The retail landscape will not look like what it does today when Gen Z ages up.
At Calik Denim’s Ever Evolving Talks last month in Amsterdam, Matt Britton, a millennial and Gen Z expert and CEO of the software company Suzy, shared how Gen Z will reshape consumerism to better suit their nomadic, technology-driven lifestyles.
It’s a shift that Britton boils down to the advent of the internet. Growing up with access to the internet was the game-changer, he said. Different forms of messaging replaced phone conversations. Google replaced traditional methods of research.
“People who grew up with the internet in the household have brains that are wired differently,” Britton said.
Household internet connections instigated this evolution in consumerism that he said has created one of the biggest accumulations of wealth and disruption in retail and technology, and large companies have struggled to come to terms with this new normal.
“Their intuitive understanding and knowledge of technology is unlike anything we’ve ever seen,” Britton said. “They are the most sophisticated consumers that are insistent on facts and information and real-time understanding. They have a very large expectation for things being delivered instantly. And because of that, you really need to rethink [the Gen Z] consumer.”
Here, Britton shares three ways the cohort’s values and wants are already affecting retail, real estate and rental services.
Owning things is passé.
“This generation likes the fleet of foot. They don’t like to be tied down to a mortgage payment or any overhead that will stop them from pursuing their new version of their dreams, which doesn’t have to do with settling down,” Britton said. “It has to do with unleashing themselves.”
As a result, companies are realizing they need to create marketplaces versus transactional relationships with customers. This new mindset—access over ownership—is impacting all types of business, but Britton said it’s a win-win situation for companies and consumers. Businesses with rental models allow consumers more freedom and room to be fickle, while companies benefit from “tremendous gross margin profiles” and recurring revenue.
“If you get recurring revenue as an organization, you can scale and you can forecast out,” Britton said.
There’s a new American Dream.
The picturesque scene of a suburban home with a white picket fence, 1.7 children and two cars in the driveway is lost on Gen Z. “The action is not happening in the suburbs,” Britton said. “It’s happening in cities. Cities [are] now the world where young people imagine themselves.”
Gen Z is changing the footprint of cities. Safer streets, cleaner parks and improved educational systems are making urban areas a viable setting for Gen Z to begin their adulthoods. “Gen Z will gladly give up space and the privacy of the suburbs for community and connectivity of living in cities,” he said.
But they won’t give up speedy service. The gentrification reshaping urban enclaves is driving up the demand for delivery. “The notion is that consumers in cities with two-income households expect on-demand services,” Britton said.
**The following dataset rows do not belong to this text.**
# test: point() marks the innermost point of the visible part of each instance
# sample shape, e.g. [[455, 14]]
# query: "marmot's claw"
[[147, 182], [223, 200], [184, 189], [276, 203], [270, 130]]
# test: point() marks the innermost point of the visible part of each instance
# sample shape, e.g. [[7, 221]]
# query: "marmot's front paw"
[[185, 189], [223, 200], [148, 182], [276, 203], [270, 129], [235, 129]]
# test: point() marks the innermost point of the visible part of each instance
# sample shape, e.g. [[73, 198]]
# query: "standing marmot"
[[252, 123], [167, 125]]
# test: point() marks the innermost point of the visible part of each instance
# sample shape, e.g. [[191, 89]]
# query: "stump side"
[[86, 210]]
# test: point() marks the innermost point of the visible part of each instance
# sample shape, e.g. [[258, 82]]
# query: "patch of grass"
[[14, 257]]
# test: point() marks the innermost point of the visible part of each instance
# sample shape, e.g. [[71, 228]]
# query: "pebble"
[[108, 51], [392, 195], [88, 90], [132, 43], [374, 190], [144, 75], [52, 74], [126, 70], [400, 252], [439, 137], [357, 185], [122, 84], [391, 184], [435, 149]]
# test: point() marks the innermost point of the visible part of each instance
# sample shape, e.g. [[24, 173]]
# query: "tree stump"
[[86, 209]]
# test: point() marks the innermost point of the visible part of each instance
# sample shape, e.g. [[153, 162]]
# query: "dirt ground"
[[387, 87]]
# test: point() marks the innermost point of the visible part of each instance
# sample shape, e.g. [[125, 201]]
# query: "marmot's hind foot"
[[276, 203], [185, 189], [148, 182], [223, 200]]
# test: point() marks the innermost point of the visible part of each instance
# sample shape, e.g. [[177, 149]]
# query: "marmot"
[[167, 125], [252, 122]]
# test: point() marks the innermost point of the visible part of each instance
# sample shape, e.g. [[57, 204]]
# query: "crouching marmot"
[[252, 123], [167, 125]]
Experiences are the new status symbol.
In the ’80s, ’90s and early 2000s, people represented who they were in society by the cars, houses and watches they owned. “That was the social currency,” Britton said, adding that experiences were saved for only the people who had access to your photo albums.
Social media changed that. “Now through Instagram, with over 1 billion monthly active users, experiences have created social currency that can scale,” he said. “Consumers are pursuing these experiences as a new social currency over brands.”
While luxury brands are in their heyday right now, Britton said the story may change when millennials and Gen Z get older. “I’m not sure these luxury brands are going to be what they are today because as of today, they’re catering to Gen X, an audience that still values luxury based on their upbringing,” he said.